Tip Calculator
Calculate the tip and total on a restaurant bill, with optional split across a group.
- tip
- gratuity
- split
- bill
- restaurant
- service
About Tip Calculator
Tipping conventions vary wildly by country. In Canada and the United States, 15–20% on the pre-tax amount is the customary range for table service; 10% is closer to the norm in the UK and Australia, and many European countries either build service into the bill or expect a much smaller round-up. The maths is always the same — multiply by the percentage, divide by the headcount — but doing it in your head after dinner has tripped up enough people to keep tip calculators near the top of every utility app for fifteen years running.

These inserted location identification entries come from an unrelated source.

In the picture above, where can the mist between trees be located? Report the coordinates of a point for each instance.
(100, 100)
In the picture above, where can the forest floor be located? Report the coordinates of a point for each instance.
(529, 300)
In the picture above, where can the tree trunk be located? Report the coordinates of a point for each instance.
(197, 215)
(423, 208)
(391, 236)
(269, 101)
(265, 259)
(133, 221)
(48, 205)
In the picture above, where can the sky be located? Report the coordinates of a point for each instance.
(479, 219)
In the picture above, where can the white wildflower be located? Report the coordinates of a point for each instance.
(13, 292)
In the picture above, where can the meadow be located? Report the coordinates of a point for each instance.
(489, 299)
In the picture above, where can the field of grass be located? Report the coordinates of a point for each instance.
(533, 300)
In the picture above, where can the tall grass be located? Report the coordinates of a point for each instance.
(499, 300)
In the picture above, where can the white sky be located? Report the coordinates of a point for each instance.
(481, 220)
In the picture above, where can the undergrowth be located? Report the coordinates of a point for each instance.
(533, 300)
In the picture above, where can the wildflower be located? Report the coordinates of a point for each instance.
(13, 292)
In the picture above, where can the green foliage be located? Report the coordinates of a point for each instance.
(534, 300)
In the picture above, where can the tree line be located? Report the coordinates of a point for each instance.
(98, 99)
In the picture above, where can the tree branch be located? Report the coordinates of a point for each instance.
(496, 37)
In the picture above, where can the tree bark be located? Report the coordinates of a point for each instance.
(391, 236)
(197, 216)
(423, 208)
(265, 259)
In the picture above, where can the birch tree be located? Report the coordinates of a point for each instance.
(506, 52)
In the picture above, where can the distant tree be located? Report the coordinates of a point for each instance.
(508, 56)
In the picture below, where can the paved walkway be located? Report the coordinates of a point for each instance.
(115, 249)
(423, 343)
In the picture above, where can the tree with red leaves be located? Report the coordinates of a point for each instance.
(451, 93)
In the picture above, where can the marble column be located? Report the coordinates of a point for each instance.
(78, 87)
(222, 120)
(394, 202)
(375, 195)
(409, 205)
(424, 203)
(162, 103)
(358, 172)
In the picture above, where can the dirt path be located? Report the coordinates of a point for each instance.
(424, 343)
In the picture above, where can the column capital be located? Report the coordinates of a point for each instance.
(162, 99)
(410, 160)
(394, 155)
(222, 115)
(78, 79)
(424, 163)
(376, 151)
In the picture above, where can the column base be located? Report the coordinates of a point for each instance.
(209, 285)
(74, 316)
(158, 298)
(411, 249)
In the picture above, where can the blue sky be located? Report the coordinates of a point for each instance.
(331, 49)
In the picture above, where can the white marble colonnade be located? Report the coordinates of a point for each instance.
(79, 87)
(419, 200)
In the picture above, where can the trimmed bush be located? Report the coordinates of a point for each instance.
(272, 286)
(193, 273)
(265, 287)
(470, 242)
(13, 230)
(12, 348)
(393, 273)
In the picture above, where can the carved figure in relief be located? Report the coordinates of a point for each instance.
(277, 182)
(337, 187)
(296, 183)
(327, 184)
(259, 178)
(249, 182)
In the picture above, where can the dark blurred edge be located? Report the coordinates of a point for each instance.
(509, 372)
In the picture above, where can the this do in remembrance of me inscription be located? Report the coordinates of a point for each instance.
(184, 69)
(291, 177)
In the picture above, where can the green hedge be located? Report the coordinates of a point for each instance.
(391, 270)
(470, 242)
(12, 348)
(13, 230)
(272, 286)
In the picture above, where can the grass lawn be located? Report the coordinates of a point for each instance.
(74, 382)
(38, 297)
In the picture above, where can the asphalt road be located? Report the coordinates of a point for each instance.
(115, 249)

This one handles bill amount, tip percentage, and group size in one pass, with quick-pick chips for the most common tip rates. Per-person totals separate the tip portion from the food portion so you know what each person owes if you're collecting cash.
How to use
Enter the bill amount (pre-tax in North America; including service charge in the UK/EU where that's customary). Pick a tip percentage from the chips or type a custom value. Set "Split between" to the number of people sharing the bill — leave it at 1 if you're paying alone.
Each result card shows a value you can click to copy. The currency selector switches between CAD, USD, GBP, EUR, AUD, and NZD; locale-appropriate symbols and grouping are applied automatically. The URL keeps every input so you can bookmark a "standard" tip configuration or share a specific split.

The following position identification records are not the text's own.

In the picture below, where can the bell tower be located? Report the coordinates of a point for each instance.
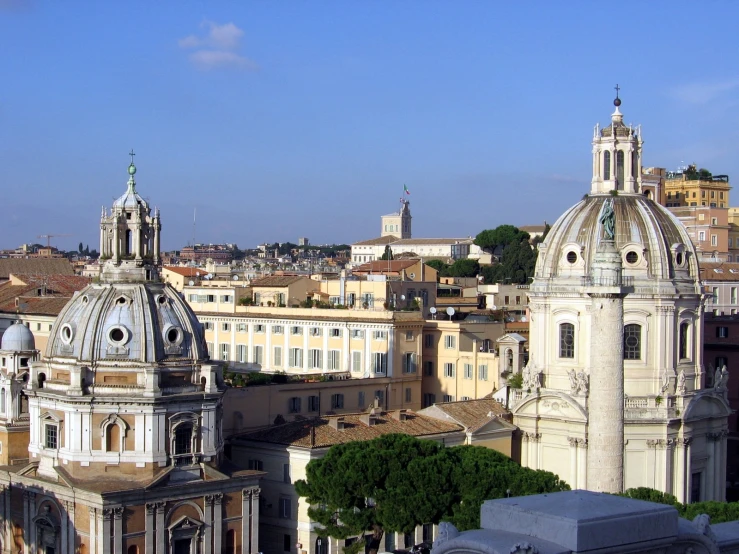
(616, 155)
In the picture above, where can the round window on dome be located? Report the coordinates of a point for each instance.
(67, 333)
(117, 335)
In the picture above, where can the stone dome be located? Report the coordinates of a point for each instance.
(653, 243)
(146, 323)
(18, 338)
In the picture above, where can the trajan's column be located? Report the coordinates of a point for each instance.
(606, 402)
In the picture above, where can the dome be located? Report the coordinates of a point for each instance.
(18, 338)
(147, 323)
(653, 243)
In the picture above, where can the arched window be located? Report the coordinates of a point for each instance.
(684, 329)
(632, 342)
(113, 438)
(566, 340)
(620, 168)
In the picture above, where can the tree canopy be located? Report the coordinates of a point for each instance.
(395, 482)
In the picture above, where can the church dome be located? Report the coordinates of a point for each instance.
(18, 338)
(148, 323)
(653, 243)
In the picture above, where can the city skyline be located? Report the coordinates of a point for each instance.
(276, 121)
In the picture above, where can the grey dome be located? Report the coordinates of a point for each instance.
(146, 323)
(654, 244)
(18, 338)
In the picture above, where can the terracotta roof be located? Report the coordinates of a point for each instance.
(319, 433)
(379, 240)
(719, 271)
(35, 266)
(58, 290)
(185, 271)
(473, 414)
(385, 266)
(277, 280)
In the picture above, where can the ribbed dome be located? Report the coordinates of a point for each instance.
(18, 338)
(137, 322)
(653, 243)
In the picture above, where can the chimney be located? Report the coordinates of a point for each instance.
(337, 423)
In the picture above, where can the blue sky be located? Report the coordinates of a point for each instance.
(304, 118)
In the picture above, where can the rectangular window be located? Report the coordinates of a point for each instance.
(313, 403)
(468, 370)
(409, 362)
(482, 372)
(379, 362)
(51, 439)
(241, 353)
(296, 357)
(285, 508)
(428, 368)
(337, 401)
(258, 354)
(334, 360)
(315, 359)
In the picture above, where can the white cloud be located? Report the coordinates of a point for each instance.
(218, 48)
(703, 92)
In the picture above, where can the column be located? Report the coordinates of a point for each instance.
(245, 509)
(118, 530)
(208, 531)
(149, 540)
(93, 533)
(254, 523)
(217, 522)
(573, 462)
(104, 518)
(161, 538)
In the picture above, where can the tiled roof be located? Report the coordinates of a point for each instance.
(389, 239)
(185, 271)
(319, 433)
(385, 266)
(473, 414)
(277, 280)
(718, 271)
(35, 266)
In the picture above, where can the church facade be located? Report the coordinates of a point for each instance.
(615, 393)
(123, 418)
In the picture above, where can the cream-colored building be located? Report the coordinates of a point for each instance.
(615, 391)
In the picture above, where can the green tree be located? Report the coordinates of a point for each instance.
(396, 482)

Frequently asked questions
Should I tip on the pre-tax or post-tax amount?
Convention in North America is to tip on the pre-tax subtotal — the food and drink, not the sales tax. Tipping on the total (including tax) is a few percent more generous and some diners do it deliberately for that reason; either is acceptable. In jurisdictions where tax is included in the menu price (most of Europe), the question doesn't arise because the menu price is already the total.

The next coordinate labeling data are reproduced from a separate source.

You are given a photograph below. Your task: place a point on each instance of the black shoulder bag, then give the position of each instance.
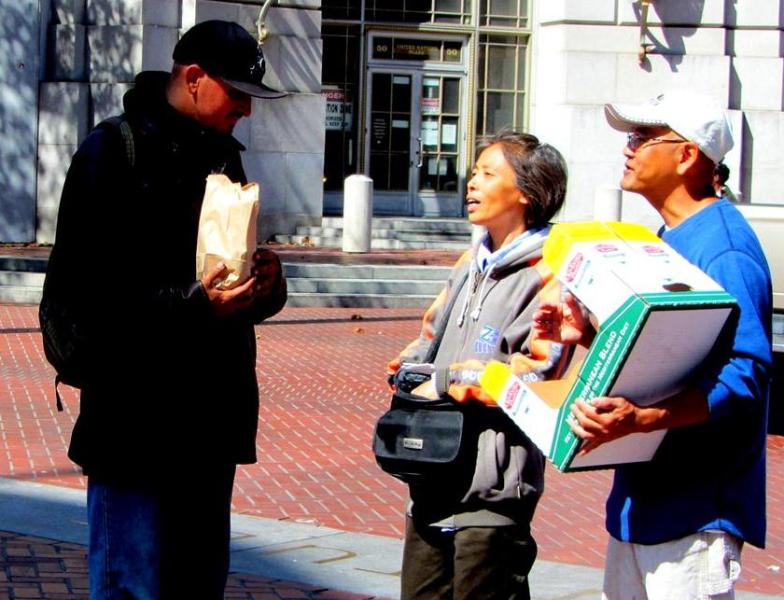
(419, 439)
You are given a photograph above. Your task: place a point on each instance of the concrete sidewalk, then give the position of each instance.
(270, 557)
(315, 510)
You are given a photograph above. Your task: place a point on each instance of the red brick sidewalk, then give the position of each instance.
(32, 567)
(322, 385)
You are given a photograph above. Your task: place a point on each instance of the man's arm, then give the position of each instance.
(607, 418)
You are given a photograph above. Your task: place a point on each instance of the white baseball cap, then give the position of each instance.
(695, 117)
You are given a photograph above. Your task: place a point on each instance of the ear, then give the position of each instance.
(193, 76)
(688, 156)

What's a typical tip percentage?
In the US, 18–22% on the pre-tax amount is the modern table-service expectation, with 15% considered the floor. In Canada it's slightly lower at 15–20%. The UK and Australia typically tip 10% or simply round up; many restaurants there add a 10–12.5% optional service charge to the bill automatically. In most of continental Europe and Japan, no tip is expected and rounding up by a euro or two suffices.
How does splitting the bill work?
The calculator divides the total (bill + tip) evenly by the number of people, then shows what fraction of each person's share is tip. If your group wants to split unevenly, do the maths twice — once with the larger group, once with the smaller — and assign the appropriate per-person amount to each.
Do I tip on the discounted price or the full price?
The polite convention is to tip on the full pre-discount amount. Discounts like Groupons, two-for-one offers, or comped items are between you and the restaurant; the server's work is the same whether you paid full price or not. Tipping on the discounted amount means a smaller cheque for the server and is generally considered ungenerous.
Why are tip percentages creeping up?
In the United States, the federal "tipped minimum wage" has been stuck at $2.13/hour for decades, so restaurants effectively rely on customer tips to bring servers to minimum wage. As menu prices rose with inflation but the tipped wage didn't, the expected tip percentage drifted up to compensate. In countries with a single minimum wage that covers tipped workers (Canada, the UK, Australia), the rate has been more stable.